What’s moving to Celina and Fulshear and Goodyear isn’t a demographic anomaly. It’s a rational household decision at scale. Larger home. Newer community. Functional infrastructure. Price points that don’t require a dual-income household earning $250,000 to qualify.

The demand is real. The question is whether the supply side catches up — and right now, it’s not.

The New England Angle (Which Nobody Is Talking About)

Boston’s affordability ceiling is well-documented. What’s less discussed is where that pressure is actually landing.

Worcester is at nearly 214,000 residents. Manchester and Nashua keep absorbing Boston-market refugees priced out of the metro. Everett — three miles from Boston — posted 4.6% population growth amid a recent housing development cycle. These aren’t secondary markets anymore. They’re the primary growth markets in the region, operating under the radar of capital that’s still fighting over Seaport parcels.

The pattern mirrors what Texas figured out a decade ago: when a core city prices out its own workforce, the workforce leaves — and it takes its household formation with it.

What This Means for Capital Allocation

National population growth slowed to 0.5% last year, roughly half the prior pace. Immigration restriction is a real headwind on the demand side. The macro is not as favorable as it was in 2021.

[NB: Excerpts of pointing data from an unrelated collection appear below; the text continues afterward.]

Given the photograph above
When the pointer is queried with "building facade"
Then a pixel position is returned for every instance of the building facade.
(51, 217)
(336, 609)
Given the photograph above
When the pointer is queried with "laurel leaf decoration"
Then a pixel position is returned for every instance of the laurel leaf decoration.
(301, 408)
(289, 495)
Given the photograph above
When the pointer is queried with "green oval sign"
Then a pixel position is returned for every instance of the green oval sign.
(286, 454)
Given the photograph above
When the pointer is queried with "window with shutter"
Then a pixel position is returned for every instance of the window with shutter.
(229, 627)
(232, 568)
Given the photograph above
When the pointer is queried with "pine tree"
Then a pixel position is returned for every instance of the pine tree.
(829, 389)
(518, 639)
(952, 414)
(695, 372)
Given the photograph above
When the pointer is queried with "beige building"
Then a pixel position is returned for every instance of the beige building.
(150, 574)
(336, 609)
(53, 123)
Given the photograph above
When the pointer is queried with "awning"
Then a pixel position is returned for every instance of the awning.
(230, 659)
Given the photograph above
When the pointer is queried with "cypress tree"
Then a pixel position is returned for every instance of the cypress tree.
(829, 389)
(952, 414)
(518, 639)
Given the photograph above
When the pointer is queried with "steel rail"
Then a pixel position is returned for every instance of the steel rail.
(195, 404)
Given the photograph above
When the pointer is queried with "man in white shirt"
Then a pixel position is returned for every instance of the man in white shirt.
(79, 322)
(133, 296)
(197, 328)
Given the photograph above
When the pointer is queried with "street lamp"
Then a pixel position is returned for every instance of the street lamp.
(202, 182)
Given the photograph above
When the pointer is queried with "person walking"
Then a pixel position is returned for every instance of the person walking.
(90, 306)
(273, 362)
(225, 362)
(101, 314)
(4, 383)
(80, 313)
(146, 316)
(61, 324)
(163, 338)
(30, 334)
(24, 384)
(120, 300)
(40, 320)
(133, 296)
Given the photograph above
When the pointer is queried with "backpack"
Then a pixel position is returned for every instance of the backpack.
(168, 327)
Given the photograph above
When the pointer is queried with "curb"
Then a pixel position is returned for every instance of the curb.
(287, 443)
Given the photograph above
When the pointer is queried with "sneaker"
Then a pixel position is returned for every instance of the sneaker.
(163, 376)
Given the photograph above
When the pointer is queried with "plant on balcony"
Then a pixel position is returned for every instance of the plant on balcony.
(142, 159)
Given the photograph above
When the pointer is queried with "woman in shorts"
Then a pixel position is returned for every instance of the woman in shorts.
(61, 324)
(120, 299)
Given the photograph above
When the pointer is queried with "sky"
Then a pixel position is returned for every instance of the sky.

But the spatial distribution of that demand has shifted in ways that are durable, not cyclical.

The developers who are positioned in exurban Texas, outer-ring Arizona, and secondary New England markets aren’t riding a trend. They’re riding a structural reconfiguration of where Americans want to live — and more importantly, where they can afford to live.

Infrastructure follows rooftops. Retail follows rooftops. Multifamily follows rooftops. Industrial follows distribution needs generated by population. The entire real estate investment thesis downstream of household location decisions runs through this data.

The Operator’s Read

I’ve spent 25 years watching capital chase consensus narratives into overpriced markets and miss the structural shifts that were visible in the data the whole time.

The exurban growth story isn’t new. What’s new is the scale and the permanence. Fulshear at 64,000 residents is a city now. Celina is a city now. These aren’t bedroom communities — they’re economic units that generate their own demand for multifamily, retail, and services.

The next wave of development opportunity in this country isn’t in urban infill. It’s in the land that was cheap enough to actually build on — and is now filling up faster than anyone projected.

Follow the households. The capital always gets there eventually.

Daniel Kaufman is the Principal & CEO of Kaufman & Company, a vertically integrated real estate development, investment, and private lending platform based in Los Angeles. He has developed more than 10,000 multifamily units across the U.S. without outside capital.